Foster Child

fosterchild.jpg
Courtesy photo
Brillante Mendoza/Philippines 2007

The lines between acting and life are impossible to discern in Foster Child, the story of one day in the life of a Manila foster mother that ends up packing an almighty punch. Filmed in an uncompromising vérité style complete with much authentic dust and rust and all the interruptions and fourth-wall breaking that a film involving dozens of babies is going to provide, the camera follows a family in a Philippines shanty town through extended scenes of domesticity and daily life. They cook, they eat, they bicker, they bathe, all in unedited scenes that just land you there, observing.

Brillante Mendoza’s hand-held camera follows characters through shacks and crowds and turbulent family ties without hurrying, or sometimes even seeming to be pointing in the right direction. At one point a character sets about opening a can with a four-inch blade and it starts to seem the camera could run out of battery power before he manages to get it done.
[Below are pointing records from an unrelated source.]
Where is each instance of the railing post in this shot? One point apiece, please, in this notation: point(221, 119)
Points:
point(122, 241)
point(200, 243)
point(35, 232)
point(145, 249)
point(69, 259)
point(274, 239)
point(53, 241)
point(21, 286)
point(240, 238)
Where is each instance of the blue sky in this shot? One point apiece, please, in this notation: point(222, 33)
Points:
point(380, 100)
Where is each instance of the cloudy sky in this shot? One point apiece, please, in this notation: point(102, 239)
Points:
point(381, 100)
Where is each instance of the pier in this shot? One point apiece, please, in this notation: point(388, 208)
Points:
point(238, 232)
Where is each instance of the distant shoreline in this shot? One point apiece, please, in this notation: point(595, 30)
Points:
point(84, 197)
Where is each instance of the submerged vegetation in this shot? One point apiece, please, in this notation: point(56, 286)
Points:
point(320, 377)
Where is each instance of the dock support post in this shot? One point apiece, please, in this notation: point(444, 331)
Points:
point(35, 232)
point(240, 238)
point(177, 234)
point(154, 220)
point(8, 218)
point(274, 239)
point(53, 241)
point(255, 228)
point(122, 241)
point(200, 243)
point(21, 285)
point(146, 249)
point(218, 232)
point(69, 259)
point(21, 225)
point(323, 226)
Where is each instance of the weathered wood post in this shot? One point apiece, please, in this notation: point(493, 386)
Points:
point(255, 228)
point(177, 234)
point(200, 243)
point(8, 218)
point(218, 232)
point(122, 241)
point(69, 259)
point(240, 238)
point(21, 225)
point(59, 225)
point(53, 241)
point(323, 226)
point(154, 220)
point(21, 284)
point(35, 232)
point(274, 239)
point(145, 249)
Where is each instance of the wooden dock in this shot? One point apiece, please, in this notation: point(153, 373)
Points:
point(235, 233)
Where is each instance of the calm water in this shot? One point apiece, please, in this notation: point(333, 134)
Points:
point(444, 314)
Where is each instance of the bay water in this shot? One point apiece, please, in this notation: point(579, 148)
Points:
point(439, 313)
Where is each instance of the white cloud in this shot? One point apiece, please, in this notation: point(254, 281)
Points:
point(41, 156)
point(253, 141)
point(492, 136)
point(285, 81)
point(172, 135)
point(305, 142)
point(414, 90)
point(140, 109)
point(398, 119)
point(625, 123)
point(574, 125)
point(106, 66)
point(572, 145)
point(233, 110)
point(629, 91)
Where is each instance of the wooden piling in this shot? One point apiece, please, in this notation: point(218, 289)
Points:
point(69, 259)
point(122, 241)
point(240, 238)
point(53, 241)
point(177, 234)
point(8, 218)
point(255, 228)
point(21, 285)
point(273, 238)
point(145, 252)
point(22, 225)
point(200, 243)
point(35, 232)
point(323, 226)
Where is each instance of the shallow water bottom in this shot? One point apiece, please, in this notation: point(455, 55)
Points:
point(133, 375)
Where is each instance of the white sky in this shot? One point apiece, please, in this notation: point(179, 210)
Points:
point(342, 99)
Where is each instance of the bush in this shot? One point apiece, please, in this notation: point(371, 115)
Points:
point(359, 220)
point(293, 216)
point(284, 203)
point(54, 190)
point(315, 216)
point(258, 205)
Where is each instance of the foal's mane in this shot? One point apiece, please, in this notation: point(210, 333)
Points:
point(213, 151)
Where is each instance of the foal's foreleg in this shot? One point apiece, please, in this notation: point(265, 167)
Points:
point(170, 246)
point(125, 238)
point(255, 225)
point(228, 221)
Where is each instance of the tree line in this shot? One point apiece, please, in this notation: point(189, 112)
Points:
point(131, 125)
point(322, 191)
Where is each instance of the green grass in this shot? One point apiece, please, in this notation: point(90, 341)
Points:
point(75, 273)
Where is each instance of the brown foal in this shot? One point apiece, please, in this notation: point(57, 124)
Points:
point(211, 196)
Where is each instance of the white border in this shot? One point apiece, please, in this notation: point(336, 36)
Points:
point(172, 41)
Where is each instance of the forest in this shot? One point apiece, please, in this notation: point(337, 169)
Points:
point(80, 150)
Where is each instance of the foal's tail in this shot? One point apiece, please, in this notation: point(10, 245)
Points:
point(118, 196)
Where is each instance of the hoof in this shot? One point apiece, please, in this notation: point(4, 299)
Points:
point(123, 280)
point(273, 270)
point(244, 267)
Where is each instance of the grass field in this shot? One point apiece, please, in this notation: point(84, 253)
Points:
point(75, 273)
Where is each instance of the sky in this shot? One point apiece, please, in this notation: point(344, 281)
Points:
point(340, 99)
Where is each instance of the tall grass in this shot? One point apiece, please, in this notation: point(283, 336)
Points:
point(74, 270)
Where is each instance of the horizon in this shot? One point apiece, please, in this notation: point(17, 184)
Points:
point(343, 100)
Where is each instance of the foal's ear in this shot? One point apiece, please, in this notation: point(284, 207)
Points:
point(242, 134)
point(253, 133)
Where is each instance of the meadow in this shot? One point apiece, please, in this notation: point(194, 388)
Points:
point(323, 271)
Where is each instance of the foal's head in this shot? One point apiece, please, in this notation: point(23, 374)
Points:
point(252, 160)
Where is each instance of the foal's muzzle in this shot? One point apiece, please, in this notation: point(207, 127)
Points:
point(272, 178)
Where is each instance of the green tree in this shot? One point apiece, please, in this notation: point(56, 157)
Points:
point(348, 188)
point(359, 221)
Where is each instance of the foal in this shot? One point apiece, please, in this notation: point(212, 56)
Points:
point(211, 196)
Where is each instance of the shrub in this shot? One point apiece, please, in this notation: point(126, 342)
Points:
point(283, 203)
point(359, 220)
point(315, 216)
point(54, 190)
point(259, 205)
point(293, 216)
After a while you realize that you’re following Thelma (Cherry Pie Picache) on what turns out to be her last day fostering three-year-old John-John (Kier Segundo) before he is given over to an American couple for a new life in San Francisco. Thelma is a loving, compassionate foster mother, in a location where the number of unwanted babies and orphans has turned fostering into an assembly-line process.

Mendoza positions everyone involved in the fostering and adoption process in a positive light, but then stacks the deck a bit by arranging for the hand-over of John-John to be in the American couple’s swanky hotel, where the Americans can’t help but seem condescending and shady. Thelma’s dignity and unconditional affection for all her children, real and adopted, is so completely beyond question that you regret Mendoza deliberately removing that dignity from her when faced with a marbled bathroom and complicated plumbing. Arranging for Thelma to actually get soaked in the hotel’s posh shower during what’s already a heartrending situation is a level of manipulation that led at least one viewer to seethe.

I was seething since Picache is astonishing, building an effortlessly moving performance from incremental maternal movements and feints. At the end, when the inevitable fostering cycle plays out and Thelma’s sadness breaks through the surface, Picache turns herself inside out. You would have given a lot to stop that happening.